A Recommendation System is a tool used to predict what a user might want to buy or watch. It is used in many industries, such as advertisement and e-commerce. The reason why Recommendation Systems are valued is they directly relate to cooperations' revenue. A small enhancement in accuracy may bring millions of income. DLRM(Deep Learning Recommendation Model) is a game changer in this area.
It greatly improves the accuracy of prediction and hence the quality of the user's experience. Therefore, accelerating cards purposely built for DLRM emerge in the market to make the inference more efficient. Such accelerating cards usually require INT8 precision to enhance performance. ONNC Calibrator helps such accelerating cards remain 99.99% precision during the FP32-to-INT8 quantization.

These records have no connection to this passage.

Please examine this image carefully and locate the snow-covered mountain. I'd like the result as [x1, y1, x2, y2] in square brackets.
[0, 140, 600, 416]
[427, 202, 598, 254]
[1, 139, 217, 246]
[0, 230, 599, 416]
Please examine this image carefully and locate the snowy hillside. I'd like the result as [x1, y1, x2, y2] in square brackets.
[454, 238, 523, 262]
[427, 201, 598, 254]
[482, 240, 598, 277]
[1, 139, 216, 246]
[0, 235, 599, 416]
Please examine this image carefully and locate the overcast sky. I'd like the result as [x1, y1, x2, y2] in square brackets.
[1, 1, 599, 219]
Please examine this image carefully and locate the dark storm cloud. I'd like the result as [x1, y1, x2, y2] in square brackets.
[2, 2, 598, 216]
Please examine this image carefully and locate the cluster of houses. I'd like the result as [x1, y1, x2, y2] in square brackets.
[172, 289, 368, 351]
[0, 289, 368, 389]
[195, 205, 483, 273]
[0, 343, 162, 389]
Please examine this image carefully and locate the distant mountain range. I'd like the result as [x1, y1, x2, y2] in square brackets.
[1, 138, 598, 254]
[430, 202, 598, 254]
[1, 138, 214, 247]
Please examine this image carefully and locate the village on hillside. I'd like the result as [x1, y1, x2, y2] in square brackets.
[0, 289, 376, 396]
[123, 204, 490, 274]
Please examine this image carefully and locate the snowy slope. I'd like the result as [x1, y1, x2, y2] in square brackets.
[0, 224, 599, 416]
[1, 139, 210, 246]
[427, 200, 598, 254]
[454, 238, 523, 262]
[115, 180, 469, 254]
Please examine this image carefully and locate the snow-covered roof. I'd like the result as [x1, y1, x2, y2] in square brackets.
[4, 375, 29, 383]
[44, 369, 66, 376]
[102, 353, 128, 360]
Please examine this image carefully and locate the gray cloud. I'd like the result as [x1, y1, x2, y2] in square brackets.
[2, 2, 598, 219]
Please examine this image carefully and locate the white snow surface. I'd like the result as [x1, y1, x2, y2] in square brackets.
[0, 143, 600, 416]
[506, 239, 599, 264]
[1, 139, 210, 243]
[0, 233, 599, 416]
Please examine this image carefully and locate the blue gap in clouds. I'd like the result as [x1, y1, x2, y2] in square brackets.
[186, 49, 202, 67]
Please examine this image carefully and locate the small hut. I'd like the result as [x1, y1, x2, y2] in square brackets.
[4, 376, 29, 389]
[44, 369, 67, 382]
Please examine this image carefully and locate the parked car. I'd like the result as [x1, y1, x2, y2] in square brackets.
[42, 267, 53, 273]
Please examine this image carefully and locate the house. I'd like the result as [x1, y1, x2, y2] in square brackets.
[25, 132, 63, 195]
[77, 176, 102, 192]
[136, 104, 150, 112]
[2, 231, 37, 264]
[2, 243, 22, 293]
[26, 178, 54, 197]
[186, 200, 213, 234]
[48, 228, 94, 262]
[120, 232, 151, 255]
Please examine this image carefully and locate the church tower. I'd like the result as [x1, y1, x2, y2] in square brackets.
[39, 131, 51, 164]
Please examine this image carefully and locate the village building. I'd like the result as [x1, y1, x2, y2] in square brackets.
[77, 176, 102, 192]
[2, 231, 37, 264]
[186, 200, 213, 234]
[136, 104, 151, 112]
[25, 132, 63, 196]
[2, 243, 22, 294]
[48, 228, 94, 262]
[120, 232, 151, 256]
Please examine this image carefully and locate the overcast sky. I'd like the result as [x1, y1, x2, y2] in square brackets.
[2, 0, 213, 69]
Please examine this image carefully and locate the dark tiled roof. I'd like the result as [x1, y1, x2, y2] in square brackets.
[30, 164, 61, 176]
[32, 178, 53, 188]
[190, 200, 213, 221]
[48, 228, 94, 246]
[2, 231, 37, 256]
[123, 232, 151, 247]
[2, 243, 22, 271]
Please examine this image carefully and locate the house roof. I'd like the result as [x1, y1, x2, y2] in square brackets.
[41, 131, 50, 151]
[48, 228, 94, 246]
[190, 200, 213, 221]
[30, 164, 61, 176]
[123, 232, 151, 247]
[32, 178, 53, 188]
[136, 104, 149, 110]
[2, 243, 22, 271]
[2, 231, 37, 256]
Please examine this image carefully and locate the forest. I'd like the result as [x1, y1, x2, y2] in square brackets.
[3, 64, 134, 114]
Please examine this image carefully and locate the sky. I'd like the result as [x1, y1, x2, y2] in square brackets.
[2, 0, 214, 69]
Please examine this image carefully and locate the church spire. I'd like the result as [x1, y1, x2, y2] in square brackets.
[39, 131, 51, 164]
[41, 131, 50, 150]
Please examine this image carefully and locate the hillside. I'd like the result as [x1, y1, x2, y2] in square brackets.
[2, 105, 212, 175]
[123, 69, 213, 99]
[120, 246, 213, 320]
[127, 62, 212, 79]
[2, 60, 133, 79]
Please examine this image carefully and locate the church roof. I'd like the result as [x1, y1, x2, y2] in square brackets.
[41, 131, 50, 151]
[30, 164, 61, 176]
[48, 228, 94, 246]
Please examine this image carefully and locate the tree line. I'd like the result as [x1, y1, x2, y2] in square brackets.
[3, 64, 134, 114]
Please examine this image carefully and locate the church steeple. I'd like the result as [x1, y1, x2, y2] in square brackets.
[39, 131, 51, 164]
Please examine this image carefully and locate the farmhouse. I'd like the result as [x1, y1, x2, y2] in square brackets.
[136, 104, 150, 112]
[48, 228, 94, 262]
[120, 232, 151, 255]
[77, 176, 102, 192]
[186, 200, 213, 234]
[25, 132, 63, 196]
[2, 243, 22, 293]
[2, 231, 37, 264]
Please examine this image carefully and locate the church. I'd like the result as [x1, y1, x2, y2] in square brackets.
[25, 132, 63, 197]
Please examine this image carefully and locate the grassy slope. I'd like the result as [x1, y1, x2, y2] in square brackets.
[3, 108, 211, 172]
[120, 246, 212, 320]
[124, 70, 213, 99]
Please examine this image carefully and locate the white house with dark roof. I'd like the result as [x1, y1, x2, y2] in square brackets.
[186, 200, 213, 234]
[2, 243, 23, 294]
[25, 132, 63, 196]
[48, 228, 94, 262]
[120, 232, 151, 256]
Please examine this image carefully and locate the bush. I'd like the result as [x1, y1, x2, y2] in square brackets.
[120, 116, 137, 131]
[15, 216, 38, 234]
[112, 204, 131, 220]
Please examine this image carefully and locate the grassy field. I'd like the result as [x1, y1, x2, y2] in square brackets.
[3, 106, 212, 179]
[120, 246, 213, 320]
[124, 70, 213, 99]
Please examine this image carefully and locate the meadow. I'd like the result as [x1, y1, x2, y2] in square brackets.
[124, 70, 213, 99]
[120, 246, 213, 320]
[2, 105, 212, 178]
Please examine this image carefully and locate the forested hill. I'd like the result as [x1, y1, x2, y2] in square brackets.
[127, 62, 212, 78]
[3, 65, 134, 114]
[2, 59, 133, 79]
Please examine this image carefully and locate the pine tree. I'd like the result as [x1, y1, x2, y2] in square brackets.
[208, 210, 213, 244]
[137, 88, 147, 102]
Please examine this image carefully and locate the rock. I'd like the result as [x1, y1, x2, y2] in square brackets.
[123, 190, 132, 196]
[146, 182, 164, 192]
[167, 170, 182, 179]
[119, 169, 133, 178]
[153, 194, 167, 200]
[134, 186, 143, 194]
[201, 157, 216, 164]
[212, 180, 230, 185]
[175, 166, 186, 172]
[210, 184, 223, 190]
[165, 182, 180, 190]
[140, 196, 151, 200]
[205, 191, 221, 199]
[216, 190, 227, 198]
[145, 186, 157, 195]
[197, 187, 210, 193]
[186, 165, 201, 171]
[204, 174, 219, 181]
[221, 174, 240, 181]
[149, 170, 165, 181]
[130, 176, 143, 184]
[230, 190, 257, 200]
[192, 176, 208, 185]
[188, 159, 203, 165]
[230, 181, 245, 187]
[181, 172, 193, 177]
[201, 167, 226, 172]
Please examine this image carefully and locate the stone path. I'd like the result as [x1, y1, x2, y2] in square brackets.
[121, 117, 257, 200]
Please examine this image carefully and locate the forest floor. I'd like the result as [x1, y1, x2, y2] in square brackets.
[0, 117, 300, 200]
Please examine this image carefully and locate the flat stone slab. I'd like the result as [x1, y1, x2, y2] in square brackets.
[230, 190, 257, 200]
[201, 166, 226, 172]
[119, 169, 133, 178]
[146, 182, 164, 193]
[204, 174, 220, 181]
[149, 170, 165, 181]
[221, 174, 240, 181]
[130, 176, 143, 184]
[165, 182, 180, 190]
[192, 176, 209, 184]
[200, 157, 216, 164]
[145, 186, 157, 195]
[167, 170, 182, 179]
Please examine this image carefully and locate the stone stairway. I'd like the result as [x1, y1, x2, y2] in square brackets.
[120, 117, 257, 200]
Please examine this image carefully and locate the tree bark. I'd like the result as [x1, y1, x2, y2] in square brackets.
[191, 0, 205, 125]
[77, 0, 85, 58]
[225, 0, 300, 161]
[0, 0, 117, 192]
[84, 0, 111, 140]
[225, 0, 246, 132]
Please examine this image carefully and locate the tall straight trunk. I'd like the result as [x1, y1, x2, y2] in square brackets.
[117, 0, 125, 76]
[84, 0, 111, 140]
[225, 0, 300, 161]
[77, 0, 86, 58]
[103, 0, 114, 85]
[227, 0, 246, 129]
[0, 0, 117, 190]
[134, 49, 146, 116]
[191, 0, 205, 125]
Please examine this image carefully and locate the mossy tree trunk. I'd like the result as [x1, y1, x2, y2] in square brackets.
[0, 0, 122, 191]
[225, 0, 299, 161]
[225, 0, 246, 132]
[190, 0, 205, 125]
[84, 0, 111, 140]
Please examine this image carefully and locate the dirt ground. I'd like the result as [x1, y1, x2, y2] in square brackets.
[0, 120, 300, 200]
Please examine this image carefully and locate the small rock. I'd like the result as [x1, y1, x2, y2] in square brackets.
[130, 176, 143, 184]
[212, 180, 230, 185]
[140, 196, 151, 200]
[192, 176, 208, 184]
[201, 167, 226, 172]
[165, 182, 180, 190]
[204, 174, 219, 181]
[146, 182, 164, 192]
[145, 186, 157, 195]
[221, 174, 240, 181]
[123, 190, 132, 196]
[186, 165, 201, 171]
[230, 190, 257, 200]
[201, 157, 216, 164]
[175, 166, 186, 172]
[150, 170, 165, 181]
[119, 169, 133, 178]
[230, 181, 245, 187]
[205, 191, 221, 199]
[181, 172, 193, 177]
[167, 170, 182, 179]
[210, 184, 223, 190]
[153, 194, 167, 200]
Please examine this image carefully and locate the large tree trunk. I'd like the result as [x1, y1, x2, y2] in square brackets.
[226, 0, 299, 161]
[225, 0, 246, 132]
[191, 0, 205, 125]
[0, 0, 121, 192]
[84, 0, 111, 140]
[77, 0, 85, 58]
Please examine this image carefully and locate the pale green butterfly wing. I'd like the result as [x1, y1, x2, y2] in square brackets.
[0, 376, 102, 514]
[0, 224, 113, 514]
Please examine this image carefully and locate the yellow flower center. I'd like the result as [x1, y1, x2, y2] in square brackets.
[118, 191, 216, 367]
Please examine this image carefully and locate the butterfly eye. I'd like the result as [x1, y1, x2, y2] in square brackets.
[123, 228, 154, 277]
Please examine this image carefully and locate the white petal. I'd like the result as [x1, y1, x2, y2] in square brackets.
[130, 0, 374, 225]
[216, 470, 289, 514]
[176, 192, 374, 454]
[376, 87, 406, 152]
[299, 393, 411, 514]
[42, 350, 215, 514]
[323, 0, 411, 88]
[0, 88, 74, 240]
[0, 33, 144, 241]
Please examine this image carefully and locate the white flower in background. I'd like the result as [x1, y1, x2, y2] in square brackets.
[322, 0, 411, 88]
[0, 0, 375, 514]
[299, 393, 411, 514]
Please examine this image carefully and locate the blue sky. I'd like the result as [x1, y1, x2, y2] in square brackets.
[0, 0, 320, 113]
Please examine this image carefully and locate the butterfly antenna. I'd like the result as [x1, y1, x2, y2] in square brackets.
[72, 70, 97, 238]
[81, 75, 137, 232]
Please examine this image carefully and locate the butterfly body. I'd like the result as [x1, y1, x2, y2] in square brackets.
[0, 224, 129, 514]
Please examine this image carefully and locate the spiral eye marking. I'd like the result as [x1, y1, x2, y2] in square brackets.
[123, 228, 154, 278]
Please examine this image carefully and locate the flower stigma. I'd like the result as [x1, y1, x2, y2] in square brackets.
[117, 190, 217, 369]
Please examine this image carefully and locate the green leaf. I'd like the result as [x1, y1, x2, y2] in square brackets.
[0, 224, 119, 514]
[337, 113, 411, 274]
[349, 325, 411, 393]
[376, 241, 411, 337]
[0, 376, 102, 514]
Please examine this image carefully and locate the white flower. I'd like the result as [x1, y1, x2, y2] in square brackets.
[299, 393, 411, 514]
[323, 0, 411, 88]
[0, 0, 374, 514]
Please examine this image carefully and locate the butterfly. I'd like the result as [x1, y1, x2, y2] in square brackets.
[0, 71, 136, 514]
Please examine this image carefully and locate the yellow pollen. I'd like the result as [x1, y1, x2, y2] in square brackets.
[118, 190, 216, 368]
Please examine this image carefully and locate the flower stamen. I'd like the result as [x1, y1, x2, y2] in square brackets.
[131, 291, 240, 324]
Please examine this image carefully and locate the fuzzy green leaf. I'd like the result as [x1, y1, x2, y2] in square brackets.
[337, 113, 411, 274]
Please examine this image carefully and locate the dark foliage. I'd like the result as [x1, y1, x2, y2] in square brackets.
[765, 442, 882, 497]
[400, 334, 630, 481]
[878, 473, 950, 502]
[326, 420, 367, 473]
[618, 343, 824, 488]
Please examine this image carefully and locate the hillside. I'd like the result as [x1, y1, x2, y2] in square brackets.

Recommendation System are usually used in real-time scenarios in the field, such as online shopping and content recommendation. That means the system needs to be able to handle a large number of requests efficiently and response quickly. While DLRM provides great benefits in terms of accuracy, it is also computation heavy. This is where DLRM accelerating cards come in, which are designed to handle the computation load and improve user experience.
Quantization techniques are widely used in these DLRM accelerating cards in order to meet performance requirements. However, quantization is a two-edged sword. It can improve computation efficiency, but on the other hand, it may reduce accuracy. As accuracy directly relate to revenue, it is crucial to remain high accuracy when using quantization techniques when productionizing DLRM accelerating cards.
ONNC Calibrator is a Post Training Quantization(PTQ) tool helps AI Chip design teams keep high precision during quantization. In the DLRM case, it remains 99.99% of precision in INT8 mode, comparing with the original model.
ONNC Calibrator is the only architecture-aware quantizer in the market. It learns IC’s architecture and uses the best policy and algorithm for each layer in a deep learning model. ONNC Calibrator supports multiple policies, variant precision, mix precision and searches the find best parameters to quantize a model.
Another benefit that ONNC Calibrator provides is its convenience for both data scientists and embedded engineers. Using post-training quantization techniques means that data scientists do not need to change their training procedures, comparing with Quantization Aware Training(QAT). The architecture-aware feature makes embedded engineers easily deploy deep learning models to chosen AI chips while performance and accuracy are guaranteed. Such benefits increase motivation of adopting ONNC compatible ICs for data scientists and embedded engineers.
ONNC Calibrator, along with Compiler, Runtime and Virtual Platform, help AI chip design teams build high performance products. ONNC is a full-fledged toolchain for designing AI system software.
ONNC Compiler optimizes and compiles deep learning models into C++ or machine code of target hardware.
ONNC Runtime manages efficiently loading and running compiled models with support of dynamic shape and dynamic batching.
Virtual Platform is a hardware/software co-design tool to reduce development time and complexity in the early-stage of AI chip design.